Unraveling Last Week’s Crypto Market Turbulence: SEC Charges, Sentiment Shifts, and Bitcoin’s Market Dominance
DDA Crypto Market Pulse, June 12, 2023
von André DragoschLeiter der Forschung
Wichtigste Erkenntnisse
- Last week, cryptoassets were significantly under pressure with the SEC’s charges against the major exchanges Coinbase and Binance as main negative catalysts
- Our in-house Crypto Sentiment Index has decreased throughout last week but is not yet as bearish as during the SVB collapse in March 2023
- Bitcoin’s market cap dominance has increased to the highest level since April 2021 amid the recent market rout in altcoins
Chart der Woche
Kryptoasset Leistung
Last week, cryptoassets were significantly under pressure with the SEC’s charges against the major exchanges Coinbase and Binance as main negative catalysts.

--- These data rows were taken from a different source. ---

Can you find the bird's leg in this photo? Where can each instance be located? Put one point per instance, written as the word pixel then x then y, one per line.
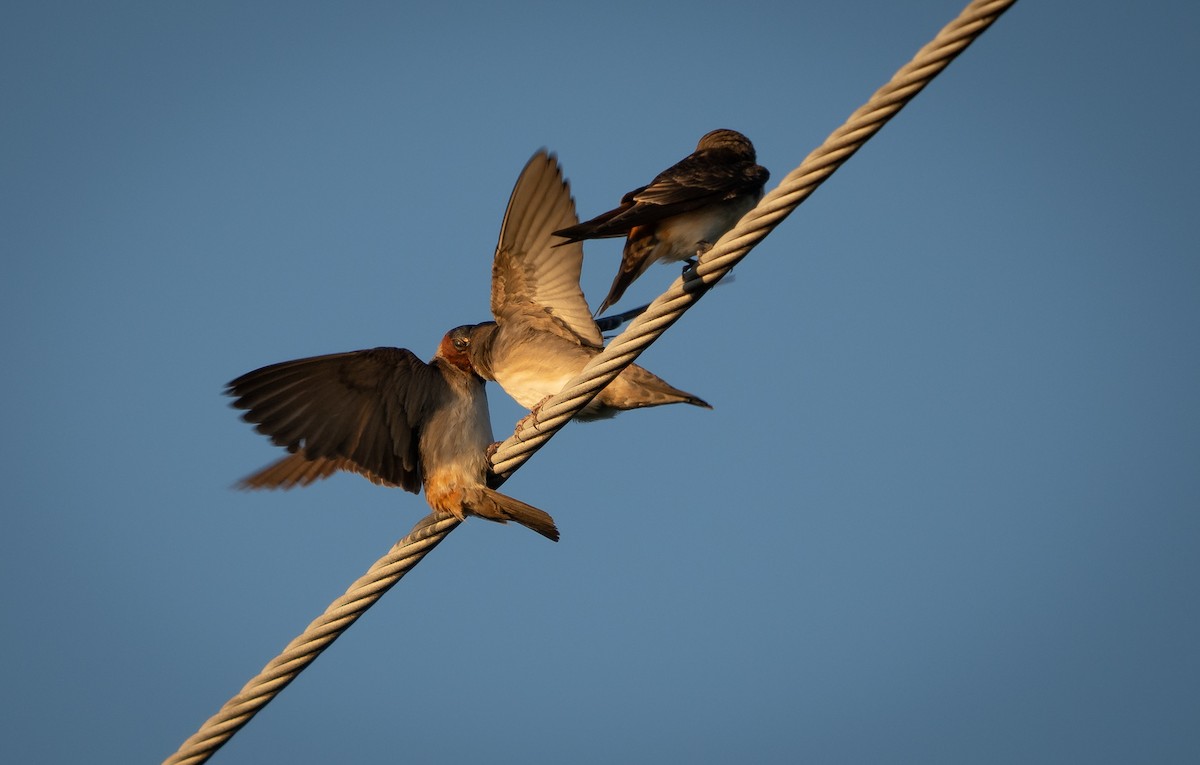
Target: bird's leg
pixel 701 248
pixel 523 422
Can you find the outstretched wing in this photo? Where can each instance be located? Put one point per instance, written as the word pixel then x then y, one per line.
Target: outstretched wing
pixel 364 407
pixel 534 281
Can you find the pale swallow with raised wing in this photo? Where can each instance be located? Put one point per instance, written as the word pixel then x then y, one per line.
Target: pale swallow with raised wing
pixel 544 333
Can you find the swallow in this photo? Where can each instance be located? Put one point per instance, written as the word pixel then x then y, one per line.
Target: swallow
pixel 388 416
pixel 544 333
pixel 683 211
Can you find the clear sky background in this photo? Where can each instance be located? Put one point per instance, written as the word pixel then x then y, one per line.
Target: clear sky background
pixel 947 506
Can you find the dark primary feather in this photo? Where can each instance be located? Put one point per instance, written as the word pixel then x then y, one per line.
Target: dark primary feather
pixel 363 407
pixel 723 170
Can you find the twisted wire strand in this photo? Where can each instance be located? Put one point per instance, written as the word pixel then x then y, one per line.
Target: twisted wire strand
pixel 754 227
pixel 557 411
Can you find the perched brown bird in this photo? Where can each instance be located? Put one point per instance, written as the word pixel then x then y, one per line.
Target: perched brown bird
pixel 388 416
pixel 683 211
pixel 544 332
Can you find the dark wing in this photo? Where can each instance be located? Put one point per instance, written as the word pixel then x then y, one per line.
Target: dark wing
pixel 534 281
pixel 700 179
pixel 365 407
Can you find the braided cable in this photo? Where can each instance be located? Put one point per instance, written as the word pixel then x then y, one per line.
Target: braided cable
pixel 665 311
pixel 731 248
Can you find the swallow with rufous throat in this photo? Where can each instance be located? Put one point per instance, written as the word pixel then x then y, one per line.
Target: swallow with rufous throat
pixel 390 417
pixel 683 211
pixel 544 333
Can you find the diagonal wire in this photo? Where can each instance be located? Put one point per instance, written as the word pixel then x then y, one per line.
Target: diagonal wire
pixel 557 411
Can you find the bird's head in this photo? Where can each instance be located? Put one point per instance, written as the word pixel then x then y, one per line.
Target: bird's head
pixel 455 348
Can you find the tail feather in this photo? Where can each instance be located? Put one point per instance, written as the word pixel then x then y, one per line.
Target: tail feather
pixel 501 507
pixel 637 387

More specifically, the SEC has filed 13 different charges against Binance and its founder Chenpeng Zhao including operating an unregulated securities exchange, misrepresenting trading controls and oversight on the Binance.US platform, and the unregistered offer and sale of securities. In contrast, the pending Coinbase lawsuit also focuses on the unregistered offer and sale of securities in connection with its staking-as-a-service program.

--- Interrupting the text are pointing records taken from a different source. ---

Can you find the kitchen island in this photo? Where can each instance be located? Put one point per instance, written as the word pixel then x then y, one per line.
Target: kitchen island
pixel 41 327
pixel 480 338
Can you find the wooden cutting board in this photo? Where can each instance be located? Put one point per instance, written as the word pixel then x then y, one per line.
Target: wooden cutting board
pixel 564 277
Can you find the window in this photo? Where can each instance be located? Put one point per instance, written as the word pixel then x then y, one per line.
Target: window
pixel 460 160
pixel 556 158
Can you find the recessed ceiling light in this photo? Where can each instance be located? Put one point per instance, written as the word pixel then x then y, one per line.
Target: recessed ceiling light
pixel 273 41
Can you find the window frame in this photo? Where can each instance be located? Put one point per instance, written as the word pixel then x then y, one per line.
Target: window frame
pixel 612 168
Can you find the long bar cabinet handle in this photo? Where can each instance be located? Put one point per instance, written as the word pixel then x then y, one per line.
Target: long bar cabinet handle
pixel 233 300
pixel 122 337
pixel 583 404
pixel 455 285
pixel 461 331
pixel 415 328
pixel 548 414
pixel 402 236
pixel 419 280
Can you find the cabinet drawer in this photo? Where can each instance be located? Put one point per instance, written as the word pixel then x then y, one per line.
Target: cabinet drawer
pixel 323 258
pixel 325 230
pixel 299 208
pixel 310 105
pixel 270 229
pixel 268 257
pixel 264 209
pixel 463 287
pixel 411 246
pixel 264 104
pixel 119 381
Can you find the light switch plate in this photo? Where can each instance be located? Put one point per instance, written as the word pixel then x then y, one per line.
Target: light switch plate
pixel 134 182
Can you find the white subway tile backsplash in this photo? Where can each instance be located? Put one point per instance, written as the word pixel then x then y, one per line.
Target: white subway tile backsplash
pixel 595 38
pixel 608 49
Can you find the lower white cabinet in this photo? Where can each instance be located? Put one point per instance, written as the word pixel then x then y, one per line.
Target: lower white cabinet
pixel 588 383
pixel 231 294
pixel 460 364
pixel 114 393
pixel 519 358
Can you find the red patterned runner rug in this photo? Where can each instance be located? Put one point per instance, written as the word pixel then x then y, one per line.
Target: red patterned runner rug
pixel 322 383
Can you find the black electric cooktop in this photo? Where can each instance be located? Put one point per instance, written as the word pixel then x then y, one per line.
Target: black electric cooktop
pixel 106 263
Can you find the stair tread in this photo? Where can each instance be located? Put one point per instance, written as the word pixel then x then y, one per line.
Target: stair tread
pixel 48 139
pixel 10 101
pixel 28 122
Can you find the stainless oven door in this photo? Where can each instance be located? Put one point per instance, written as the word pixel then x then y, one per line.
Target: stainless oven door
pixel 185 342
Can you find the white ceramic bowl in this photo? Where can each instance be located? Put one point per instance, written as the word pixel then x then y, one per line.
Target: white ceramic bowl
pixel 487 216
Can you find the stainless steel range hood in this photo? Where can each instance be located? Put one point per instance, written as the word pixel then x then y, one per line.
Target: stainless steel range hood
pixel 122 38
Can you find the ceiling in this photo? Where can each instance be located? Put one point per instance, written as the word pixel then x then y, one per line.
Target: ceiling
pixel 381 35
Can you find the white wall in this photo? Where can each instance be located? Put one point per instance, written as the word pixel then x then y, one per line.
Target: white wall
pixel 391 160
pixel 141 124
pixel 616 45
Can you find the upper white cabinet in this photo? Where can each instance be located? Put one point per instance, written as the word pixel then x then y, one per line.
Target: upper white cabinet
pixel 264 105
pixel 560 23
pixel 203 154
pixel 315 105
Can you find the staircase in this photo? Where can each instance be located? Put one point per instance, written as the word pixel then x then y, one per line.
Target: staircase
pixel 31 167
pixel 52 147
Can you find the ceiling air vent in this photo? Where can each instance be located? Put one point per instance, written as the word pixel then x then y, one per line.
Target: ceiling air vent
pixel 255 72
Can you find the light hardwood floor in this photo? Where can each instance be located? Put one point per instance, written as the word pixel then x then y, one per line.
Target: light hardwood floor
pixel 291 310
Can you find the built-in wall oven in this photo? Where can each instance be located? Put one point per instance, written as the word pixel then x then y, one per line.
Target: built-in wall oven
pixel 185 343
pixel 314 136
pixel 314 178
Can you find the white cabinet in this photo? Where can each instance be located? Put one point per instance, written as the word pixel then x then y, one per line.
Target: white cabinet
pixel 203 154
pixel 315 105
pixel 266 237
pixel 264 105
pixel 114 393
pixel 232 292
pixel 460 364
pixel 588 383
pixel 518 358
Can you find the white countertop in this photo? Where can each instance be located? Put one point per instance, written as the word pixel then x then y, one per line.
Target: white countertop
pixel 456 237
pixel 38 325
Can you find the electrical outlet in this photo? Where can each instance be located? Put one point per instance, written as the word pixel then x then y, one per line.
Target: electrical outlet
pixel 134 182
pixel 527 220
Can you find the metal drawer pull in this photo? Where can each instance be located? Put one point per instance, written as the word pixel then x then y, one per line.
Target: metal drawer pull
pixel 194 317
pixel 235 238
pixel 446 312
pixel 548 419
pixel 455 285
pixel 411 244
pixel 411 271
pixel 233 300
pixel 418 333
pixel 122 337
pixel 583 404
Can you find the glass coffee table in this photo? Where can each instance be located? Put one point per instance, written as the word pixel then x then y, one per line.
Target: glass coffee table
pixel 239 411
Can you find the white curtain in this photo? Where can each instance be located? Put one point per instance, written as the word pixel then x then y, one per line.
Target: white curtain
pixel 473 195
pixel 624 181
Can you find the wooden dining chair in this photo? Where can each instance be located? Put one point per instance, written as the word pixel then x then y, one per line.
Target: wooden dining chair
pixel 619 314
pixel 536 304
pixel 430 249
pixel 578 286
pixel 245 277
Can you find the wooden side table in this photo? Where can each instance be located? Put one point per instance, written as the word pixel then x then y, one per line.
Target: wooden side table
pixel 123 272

More importantly, both charges mentioned a set of major cryptoassets that the SEC deems to be a security. These tokens include: SOL, ADA, MATIC, FIL, SAND, MANA, ALGO, and AXS. These tokens have been mentioned both in the Binance and Coinbase charges which is why they were at the eye of the storm during the latest market rout.

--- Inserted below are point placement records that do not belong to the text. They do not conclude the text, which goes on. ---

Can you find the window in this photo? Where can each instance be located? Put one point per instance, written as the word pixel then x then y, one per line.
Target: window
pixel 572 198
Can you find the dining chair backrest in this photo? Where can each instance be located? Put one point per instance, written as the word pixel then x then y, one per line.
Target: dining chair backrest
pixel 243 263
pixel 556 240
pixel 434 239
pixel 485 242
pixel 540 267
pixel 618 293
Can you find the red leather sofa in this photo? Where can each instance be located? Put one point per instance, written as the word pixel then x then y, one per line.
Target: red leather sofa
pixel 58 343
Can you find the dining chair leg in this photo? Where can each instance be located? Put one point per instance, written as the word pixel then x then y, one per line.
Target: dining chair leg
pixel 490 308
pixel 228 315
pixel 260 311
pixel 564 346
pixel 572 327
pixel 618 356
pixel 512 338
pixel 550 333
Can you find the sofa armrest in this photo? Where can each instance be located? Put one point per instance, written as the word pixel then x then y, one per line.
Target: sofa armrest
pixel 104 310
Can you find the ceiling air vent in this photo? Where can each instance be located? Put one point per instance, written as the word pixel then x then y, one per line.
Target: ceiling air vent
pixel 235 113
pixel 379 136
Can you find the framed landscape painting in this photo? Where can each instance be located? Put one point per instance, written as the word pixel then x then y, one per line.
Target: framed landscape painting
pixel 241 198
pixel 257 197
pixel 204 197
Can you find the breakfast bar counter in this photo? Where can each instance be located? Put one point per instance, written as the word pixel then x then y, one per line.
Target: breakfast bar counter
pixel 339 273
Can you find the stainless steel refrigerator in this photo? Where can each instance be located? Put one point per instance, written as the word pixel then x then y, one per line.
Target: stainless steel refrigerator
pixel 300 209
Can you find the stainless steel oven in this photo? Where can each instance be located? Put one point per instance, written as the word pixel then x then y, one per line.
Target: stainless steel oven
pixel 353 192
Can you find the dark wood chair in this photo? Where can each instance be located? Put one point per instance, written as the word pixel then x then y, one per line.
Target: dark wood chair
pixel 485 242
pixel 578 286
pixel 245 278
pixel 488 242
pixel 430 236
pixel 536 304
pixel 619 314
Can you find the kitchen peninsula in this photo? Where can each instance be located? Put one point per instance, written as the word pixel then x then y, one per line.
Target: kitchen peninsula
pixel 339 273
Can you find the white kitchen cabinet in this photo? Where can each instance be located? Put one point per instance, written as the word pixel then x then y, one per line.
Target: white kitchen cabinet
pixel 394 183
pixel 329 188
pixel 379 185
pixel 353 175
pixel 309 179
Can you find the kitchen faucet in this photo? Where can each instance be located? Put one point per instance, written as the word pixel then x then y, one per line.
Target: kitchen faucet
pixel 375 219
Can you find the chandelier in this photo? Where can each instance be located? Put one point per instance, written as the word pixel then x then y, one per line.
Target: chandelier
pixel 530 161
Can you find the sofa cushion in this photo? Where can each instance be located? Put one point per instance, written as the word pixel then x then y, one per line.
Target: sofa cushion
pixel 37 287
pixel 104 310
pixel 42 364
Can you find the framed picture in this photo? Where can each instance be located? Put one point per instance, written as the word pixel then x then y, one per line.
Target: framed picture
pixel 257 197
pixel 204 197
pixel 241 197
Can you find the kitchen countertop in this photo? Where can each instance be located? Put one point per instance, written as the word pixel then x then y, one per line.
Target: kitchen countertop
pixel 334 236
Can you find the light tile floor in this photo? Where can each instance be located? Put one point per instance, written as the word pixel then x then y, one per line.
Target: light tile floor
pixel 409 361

Neither Bitcoin (BTC), Ethereum (ETH) nor Ripple (XRP) were mentioned in any of these charges by the SEC which is probably the reason why these cryptoassets were the relative outperformers. As a result of the latest sell-off in altcoins, Bitcoin’s market cap dominance has increased to 49.3% – the highest level since April 2021 (Chart-of-the-week).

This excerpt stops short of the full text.